There is nothing like a funeral to contrast the aliveness I feel in my life. In supporting my friend, JulieAnn, yesterday by attending her mother's funeral, I realized that funerals are just not my thing. More clearly... church funerals. Having been raised in the same religion she was raised in - and us both having left the religion - I had never known how laborious a religious funeral could be, until yesterday even though her brothers were all very gracious in their eulogies and went sparingly into indoctrination. The one thing I have never understood - and understand it even less now - is that Mormon funerals turn into a time to preach at the pulpit. I have never understood how celebrating one human's life is an opportunity to read scriptures and teach a Gospel Doctrine lesson.

I was appreciating her youngest brother's ability to lovingly open the services with a talk, not of all things Church related, but rather, of his love for his mother and the amazing woman that she was. His talk was gentle and absent of the overwhelming, over-pervasive talk of religion that I have heard in so many other church funerals.

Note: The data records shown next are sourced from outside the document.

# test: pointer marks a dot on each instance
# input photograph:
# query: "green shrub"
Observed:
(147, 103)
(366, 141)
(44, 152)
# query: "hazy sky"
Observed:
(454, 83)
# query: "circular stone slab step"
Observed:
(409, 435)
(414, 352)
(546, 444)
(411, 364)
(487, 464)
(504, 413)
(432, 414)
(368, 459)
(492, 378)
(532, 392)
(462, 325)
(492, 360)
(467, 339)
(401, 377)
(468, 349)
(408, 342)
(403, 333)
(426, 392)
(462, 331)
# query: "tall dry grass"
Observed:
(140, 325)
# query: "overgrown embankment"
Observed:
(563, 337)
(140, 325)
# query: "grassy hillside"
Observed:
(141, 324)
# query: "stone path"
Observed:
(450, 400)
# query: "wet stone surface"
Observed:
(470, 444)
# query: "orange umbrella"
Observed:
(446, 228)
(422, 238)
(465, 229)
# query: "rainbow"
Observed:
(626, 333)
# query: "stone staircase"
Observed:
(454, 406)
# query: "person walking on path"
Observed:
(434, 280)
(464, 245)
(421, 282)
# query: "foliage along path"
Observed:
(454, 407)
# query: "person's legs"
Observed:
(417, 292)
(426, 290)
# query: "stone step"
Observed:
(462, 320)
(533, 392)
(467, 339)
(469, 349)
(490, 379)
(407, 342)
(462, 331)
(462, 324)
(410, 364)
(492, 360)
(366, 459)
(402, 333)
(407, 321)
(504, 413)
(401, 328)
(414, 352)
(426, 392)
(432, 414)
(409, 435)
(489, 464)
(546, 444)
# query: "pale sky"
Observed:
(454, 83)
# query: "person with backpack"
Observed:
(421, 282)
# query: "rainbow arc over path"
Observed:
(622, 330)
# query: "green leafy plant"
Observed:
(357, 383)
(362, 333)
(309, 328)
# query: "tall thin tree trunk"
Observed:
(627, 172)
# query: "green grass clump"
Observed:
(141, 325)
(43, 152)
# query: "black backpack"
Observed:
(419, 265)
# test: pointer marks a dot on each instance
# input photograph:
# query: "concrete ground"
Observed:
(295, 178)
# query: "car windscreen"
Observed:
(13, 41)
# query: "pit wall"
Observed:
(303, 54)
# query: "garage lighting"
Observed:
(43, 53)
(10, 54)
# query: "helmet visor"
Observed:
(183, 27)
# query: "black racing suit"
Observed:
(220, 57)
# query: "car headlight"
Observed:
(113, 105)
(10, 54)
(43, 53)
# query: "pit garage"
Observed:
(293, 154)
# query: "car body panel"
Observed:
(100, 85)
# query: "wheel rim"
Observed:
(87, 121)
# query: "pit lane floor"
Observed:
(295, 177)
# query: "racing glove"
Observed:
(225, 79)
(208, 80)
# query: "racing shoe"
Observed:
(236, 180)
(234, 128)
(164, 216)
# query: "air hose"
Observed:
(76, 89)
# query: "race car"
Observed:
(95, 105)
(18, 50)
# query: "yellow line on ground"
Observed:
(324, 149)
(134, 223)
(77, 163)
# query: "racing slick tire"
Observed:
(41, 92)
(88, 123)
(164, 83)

And he ended his moment at the pulpit with "Thank you," instead of "In the name of Jesus Christ, Amen." I am imagining that this brother is the brother who is non-religious. The other brothers, however, touched upon the Church teachings, gaining in intensity and length the older they got and I found myself wondering, "Why? Why does this need to be a lesson?"

I did not know JulieAnn's mother. I had never even met her. However, I felt that I knew little pieces of her, the tender memories and the laughter that she brought into everyone's world. I found myself crying silent tears when the grandchildren got up to sing. They opened with one of the very songs we sang at my Grandma's funeral who happened to die on April 3, 2003, exactly five years to the day of JulieAnn's mother's death. For a moment, it was my Grandma in the casket and I was sad all over again, missing her.

Funerals are a strange thing. Especially Mormon funerals. I get that it is supposed to help the living to say goodbye. Couldn't it be more uplifting, though? Couldn't it be a celebration of who the deceased was? Couldn't it be a time of only celebrating them, rather than some sort of religious agenda?

I think, when it is my time to go, I am going to invite the living to revel in my life. I am going to have there be drums and dancing. I am going to invite them to move and laugh and cry. Because, I believe, that is what I will be doing on the other side.